Global Health May Be Absent At The G20: In advance of next week’s G20 Summit in Seoul, South Korea, the Global Health Council’s David Olson asks in a “Blog 4 Global Health” post, “Where is global health at the Seoul Summit?” His answer: “At the moment, nowhere,” possibly because “Koreans have their own view of development, [but] I would like to see them show more appreciation for the established international development agenda (a la the Millennium Development Goals)” (11/3).

Pharmaceutical Drug Property Protections: In advance of President Obama’s trip to India, James Love, director of Knowledge Ecology International, writes: A “number of NGOs working on public health issues are concerned that the President may push India to adopt more strict intellectual property protections on pharmaceutical drugs” because some U.S. policies, which he further outlines in his Huffington Post blog post, are “are designed to raise drug prices in India, and make it harder for India to export low cost generic drugs to other countries (11/1).

U.S. Leaders ‘Fall Short’ On Global AIDS: Three years after President Obama made a campaign-trail “commitment to spend $50 billion over five years on global AIDS programs,” he has “fallen short” because of the small increase in PEPFAR funding compared with previous years, Paul Zeitz, executive director of the Global AIDS Alliance, writes in a Huffington Post blog post. Zeitz adds that the U.S.’s Global Fund pledge is “$2 billion short of its fair share” (10/29).

MCC’s Incomplete Board: The Millennium Challenge Corporation (MCC) is “missing all four public (non-government) board members.

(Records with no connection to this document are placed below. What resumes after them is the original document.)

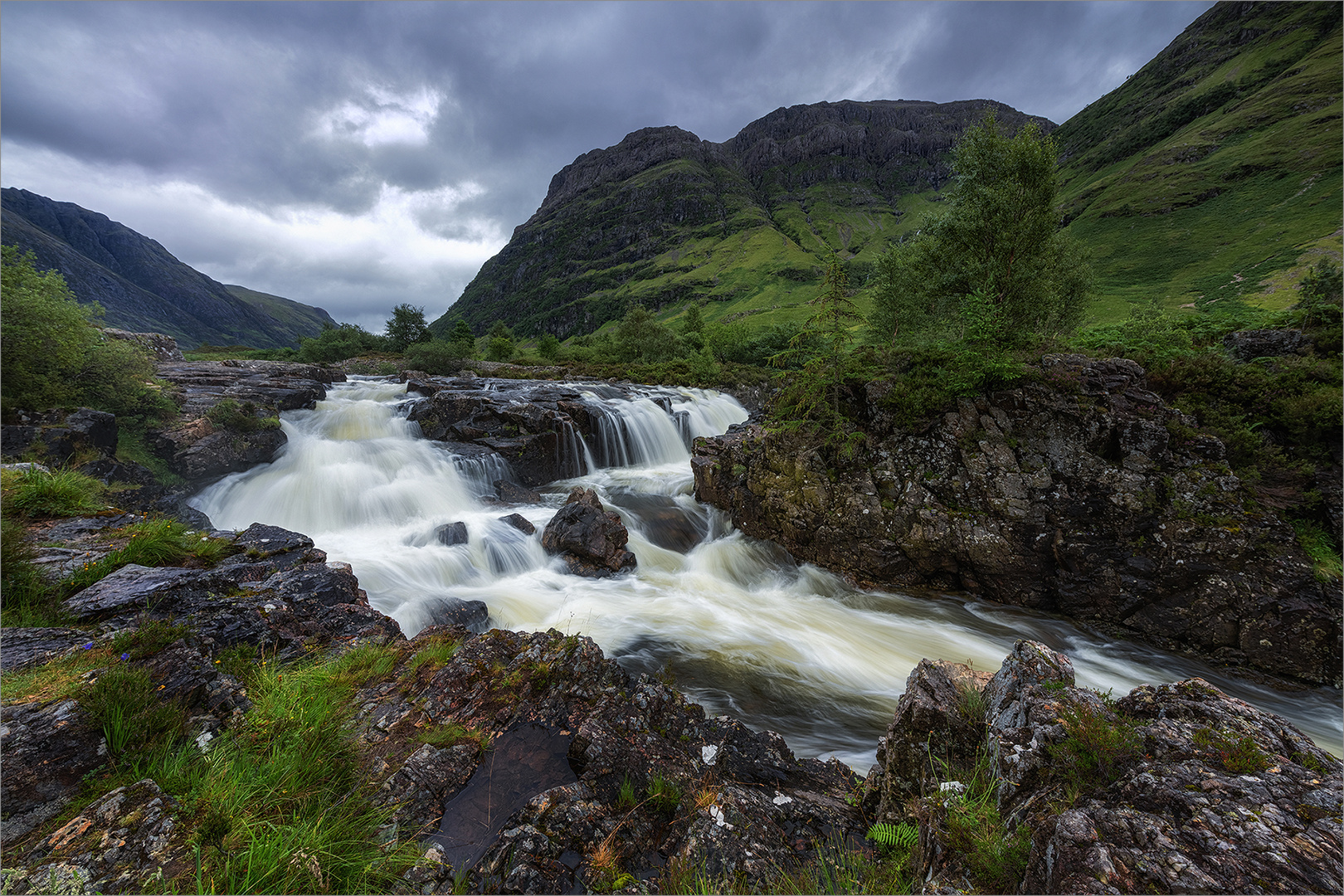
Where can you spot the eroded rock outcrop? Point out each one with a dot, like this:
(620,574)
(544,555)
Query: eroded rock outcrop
(1085,494)
(1170,789)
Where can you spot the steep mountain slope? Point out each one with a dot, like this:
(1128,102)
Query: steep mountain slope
(1218,163)
(665,217)
(140,285)
(1211,169)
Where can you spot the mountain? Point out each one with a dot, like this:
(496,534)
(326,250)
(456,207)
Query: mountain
(665,217)
(1218,164)
(1211,169)
(140,285)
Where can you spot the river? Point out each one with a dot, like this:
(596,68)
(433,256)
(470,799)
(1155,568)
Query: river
(743,627)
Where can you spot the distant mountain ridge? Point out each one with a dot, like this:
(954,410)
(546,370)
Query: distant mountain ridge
(1213,168)
(665,215)
(141,285)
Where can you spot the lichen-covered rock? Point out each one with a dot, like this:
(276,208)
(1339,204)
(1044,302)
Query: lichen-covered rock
(1085,496)
(119,844)
(1171,789)
(936,719)
(47,750)
(733,800)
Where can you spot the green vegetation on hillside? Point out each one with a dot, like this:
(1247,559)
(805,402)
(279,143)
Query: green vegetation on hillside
(54,356)
(1216,165)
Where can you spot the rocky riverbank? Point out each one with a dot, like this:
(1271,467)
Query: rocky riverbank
(1198,790)
(1085,494)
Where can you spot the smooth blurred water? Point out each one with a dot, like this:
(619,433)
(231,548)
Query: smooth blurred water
(745,629)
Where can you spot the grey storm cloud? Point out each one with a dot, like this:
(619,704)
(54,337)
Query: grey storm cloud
(358,155)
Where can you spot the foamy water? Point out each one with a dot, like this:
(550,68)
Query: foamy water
(745,629)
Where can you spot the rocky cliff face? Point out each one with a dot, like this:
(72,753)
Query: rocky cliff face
(1086,496)
(615,223)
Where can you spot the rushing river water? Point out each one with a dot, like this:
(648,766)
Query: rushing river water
(745,629)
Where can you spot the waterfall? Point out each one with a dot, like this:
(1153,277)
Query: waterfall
(741,625)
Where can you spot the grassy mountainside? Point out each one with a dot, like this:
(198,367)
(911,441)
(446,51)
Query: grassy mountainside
(1215,167)
(301,319)
(139,282)
(746,225)
(1213,173)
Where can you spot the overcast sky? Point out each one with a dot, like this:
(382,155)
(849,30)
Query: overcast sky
(357,156)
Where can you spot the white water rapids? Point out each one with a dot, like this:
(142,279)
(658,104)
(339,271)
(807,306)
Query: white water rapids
(745,629)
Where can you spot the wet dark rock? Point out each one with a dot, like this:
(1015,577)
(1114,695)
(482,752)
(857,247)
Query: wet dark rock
(1085,496)
(261,540)
(519,523)
(938,702)
(1246,345)
(23,648)
(134,589)
(195,449)
(450,533)
(449,611)
(113,846)
(663,520)
(590,540)
(1209,796)
(743,804)
(47,750)
(58,436)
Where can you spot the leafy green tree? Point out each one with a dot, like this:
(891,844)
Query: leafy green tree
(812,397)
(999,238)
(339,343)
(54,356)
(499,343)
(641,338)
(463,338)
(407,327)
(1319,312)
(548,347)
(694,320)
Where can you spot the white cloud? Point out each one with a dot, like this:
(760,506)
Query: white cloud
(383,117)
(357,266)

And the MCC board of directors is required by legislation to have at least one public member to form a decision-making quorum. … In the midst of major U.S. development policy reform … it is shocking that the equally innovative MCC board structure would be allowed to lapse,” writes Sarah Jane Staats on the Center for Global Development’s “Rethinking U.S. Foreign Assistance Blog” (10/29).

Emanuel Discusses TB, HIV Programs: On the Center for Global Health Policy’s “Science Speaks” blog, John Donnelly interviews Ezekiel Emanuel, U.S. special advisor for health policy, focusing on his recent trip to Africa. The first post addresses his visit to St. Peter’s Specialized TB Hospital in Addis Ababa, Ethiopia, while “Emanuel talks about the importance of matching prevention tools with the specific dynamic of HIV transmission in a community” in the second post (October 2010).